Op “Argus” is het een heen en weer gaan van dromerige akoestische passages en dampende rock vol tweestemmige gitaarlijnen van Andy Powell en Ted Turner, zonder dat het ook maar ergens echt heftig wordt. Ook de vaak twee- of driestemmige zang kent deze gelaagdheid. Degene die alles sterk in verbinding stelt met de drums van Steve Upton is de fenomenale bassist Martin Turner. Zo is dit “Argus” een stortvloed van subtiele uitgekiende rock die vooral aanstekelijk lekker klinkt, zeven nummers die elk op z’n beurt tekstueel een plaatsje hebben in het overkoepelend thema ‘zien’.

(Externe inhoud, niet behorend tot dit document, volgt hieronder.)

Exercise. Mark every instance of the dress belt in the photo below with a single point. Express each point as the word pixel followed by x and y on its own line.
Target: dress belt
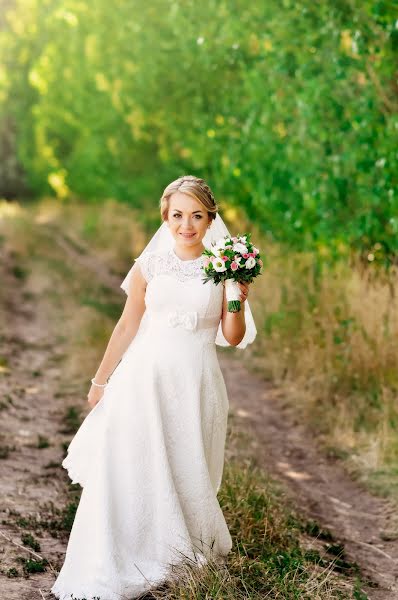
pixel 186 319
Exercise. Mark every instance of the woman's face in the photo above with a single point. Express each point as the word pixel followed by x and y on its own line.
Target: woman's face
pixel 187 218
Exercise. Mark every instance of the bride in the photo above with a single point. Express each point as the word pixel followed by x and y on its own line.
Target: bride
pixel 149 455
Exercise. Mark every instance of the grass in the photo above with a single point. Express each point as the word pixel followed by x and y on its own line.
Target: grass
pixel 275 553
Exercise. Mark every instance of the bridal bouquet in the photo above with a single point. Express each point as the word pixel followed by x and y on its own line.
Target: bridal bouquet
pixel 232 259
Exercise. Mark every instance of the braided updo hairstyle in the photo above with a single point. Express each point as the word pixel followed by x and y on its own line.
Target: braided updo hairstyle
pixel 192 186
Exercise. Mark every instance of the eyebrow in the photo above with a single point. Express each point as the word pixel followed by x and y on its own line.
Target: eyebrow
pixel 178 210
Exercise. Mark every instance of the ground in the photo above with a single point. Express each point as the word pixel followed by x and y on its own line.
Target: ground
pixel 38 415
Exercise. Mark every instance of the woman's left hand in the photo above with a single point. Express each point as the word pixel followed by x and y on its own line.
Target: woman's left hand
pixel 244 289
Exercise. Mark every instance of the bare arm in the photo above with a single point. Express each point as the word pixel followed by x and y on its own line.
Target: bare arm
pixel 126 328
pixel 233 325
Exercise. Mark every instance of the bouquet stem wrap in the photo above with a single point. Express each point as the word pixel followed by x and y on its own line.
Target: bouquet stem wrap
pixel 232 291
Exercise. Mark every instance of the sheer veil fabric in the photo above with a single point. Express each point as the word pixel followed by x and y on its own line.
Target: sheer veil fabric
pixel 150 454
pixel 162 241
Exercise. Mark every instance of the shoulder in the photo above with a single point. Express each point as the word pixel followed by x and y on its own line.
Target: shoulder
pixel 149 263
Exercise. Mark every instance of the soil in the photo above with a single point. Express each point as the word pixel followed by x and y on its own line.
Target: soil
pixel 33 403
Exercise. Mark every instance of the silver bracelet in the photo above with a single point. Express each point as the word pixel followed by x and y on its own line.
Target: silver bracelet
pixel 99 384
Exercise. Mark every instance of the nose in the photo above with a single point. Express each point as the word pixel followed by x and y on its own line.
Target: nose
pixel 187 222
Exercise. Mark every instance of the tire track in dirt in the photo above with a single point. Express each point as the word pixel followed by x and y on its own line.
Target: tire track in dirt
pixel 318 486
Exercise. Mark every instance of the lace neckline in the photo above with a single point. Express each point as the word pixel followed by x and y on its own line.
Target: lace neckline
pixel 189 261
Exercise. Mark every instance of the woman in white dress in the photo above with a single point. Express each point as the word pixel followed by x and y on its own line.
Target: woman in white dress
pixel 150 453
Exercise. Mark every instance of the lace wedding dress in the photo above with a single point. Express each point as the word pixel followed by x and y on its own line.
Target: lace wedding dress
pixel 150 454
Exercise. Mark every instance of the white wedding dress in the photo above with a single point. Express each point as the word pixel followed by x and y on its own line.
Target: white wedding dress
pixel 150 454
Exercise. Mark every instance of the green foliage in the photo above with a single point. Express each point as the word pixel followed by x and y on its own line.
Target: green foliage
pixel 289 109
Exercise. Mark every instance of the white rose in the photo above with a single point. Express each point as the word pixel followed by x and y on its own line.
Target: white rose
pixel 219 265
pixel 217 251
pixel 251 261
pixel 220 243
pixel 238 247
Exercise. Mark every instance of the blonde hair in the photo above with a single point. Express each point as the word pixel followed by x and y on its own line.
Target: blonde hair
pixel 192 186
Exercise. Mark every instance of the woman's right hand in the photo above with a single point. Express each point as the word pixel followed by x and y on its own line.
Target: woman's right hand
pixel 94 395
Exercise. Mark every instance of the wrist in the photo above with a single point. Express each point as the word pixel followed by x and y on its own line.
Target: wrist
pixel 99 383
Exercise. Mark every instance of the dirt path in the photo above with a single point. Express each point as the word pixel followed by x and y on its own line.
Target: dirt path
pixel 318 486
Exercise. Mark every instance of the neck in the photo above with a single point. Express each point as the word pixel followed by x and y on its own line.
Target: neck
pixel 189 253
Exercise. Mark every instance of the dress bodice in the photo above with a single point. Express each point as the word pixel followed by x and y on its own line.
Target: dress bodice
pixel 176 297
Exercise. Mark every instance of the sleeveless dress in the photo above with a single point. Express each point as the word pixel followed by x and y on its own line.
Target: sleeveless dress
pixel 149 455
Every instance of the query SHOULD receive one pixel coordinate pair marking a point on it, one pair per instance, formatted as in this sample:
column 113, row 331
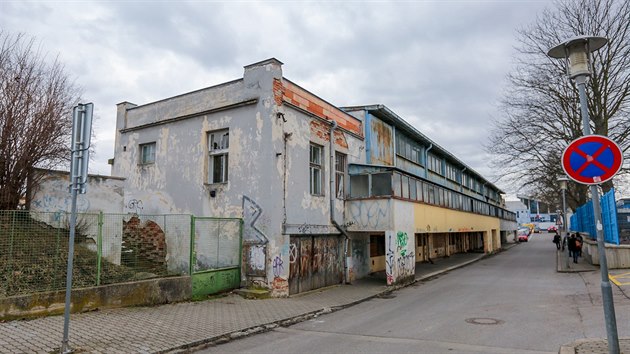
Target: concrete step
column 253, row 293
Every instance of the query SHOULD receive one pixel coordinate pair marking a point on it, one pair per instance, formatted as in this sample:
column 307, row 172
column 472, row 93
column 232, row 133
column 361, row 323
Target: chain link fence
column 109, row 248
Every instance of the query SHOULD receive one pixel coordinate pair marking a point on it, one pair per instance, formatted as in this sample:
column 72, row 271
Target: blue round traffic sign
column 592, row 159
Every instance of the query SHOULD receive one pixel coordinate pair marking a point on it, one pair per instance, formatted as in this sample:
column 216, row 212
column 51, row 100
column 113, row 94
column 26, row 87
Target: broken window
column 340, row 173
column 218, row 146
column 147, row 153
column 316, row 169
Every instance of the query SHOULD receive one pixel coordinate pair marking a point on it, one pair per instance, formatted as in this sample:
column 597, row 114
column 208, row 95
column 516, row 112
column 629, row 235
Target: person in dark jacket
column 579, row 238
column 557, row 240
column 573, row 251
column 565, row 239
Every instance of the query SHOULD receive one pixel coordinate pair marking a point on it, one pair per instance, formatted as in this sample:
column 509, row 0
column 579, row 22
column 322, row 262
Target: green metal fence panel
column 34, row 252
column 109, row 248
column 216, row 255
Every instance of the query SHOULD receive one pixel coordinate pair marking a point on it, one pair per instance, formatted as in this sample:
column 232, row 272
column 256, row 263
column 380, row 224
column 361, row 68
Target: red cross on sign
column 592, row 159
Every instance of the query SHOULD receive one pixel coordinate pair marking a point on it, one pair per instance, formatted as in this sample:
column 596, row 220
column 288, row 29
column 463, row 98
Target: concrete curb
column 225, row 338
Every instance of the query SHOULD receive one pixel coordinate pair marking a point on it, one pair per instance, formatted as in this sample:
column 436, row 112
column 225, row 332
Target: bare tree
column 36, row 99
column 541, row 111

Opener Time Was heeft een nostalgische tekst over een beëindigde relatie waar op teruggekeken wordt. Het meer dan negen minuten durende nummer laat precies horen waarmee Wishbone Ash op dit album de harten zo verovert. Een akoestisch begin en een lange passage rock vallen je ten deel en al vijftig jaar blijft dit nummer z’n uitwerking hebben. Het daaropvolgende Sometime World heeft eenzelfde opbouw, wel heeft het juist een tekst over het vooruitkijken naar de toekomst. Het heeft een dampende gloed waarbij de stuwende basgitaar en de Yes-achtige samenzang opvallen. Het album gaat verder met het springerige Blowin’ Free hetgeen maar aangeeft met hoeveel variatie de composities zijn neergezet en ook tekstueel weet men steeds een ander perspectief te kiezen. Zo gaat Blowin’ Free over het verlangen naar een kansloze liefde.
Het is verbazingwekkend hoe nauw Wishbone Ash met z’n heerlijke gitaarrock weet aan te sluiten bij de uitstraling van de hoes en dan moet de B-kant nog beginnen. Twee nummers, geheel in Ash-stijl, zijn magnifiek en ik weet niet of het komt omdat ik er mee vergroeit ben maar volgens mij zijn het klassiekers. Ik heb het hier uiteraard over The King Will Come en Throw Down The Sword met daarin een gastrol van John Tout (Renaissance) op orgel. Doodknuffelen is gelukkig niet mogelijk, ze blijven uitdeuken.
“Argus” is een bovengemiddeld goed album dat mij steeds doet terugdenken aan m’n goede jeugdjaren. En dan dient die magere bonustrack zich aan. No Easy Road, de B-kant van de single Blowin’ Free, mag de veters nog niet strikken van de soldaat op de hoes van het meesterwerk dat “Argus” is.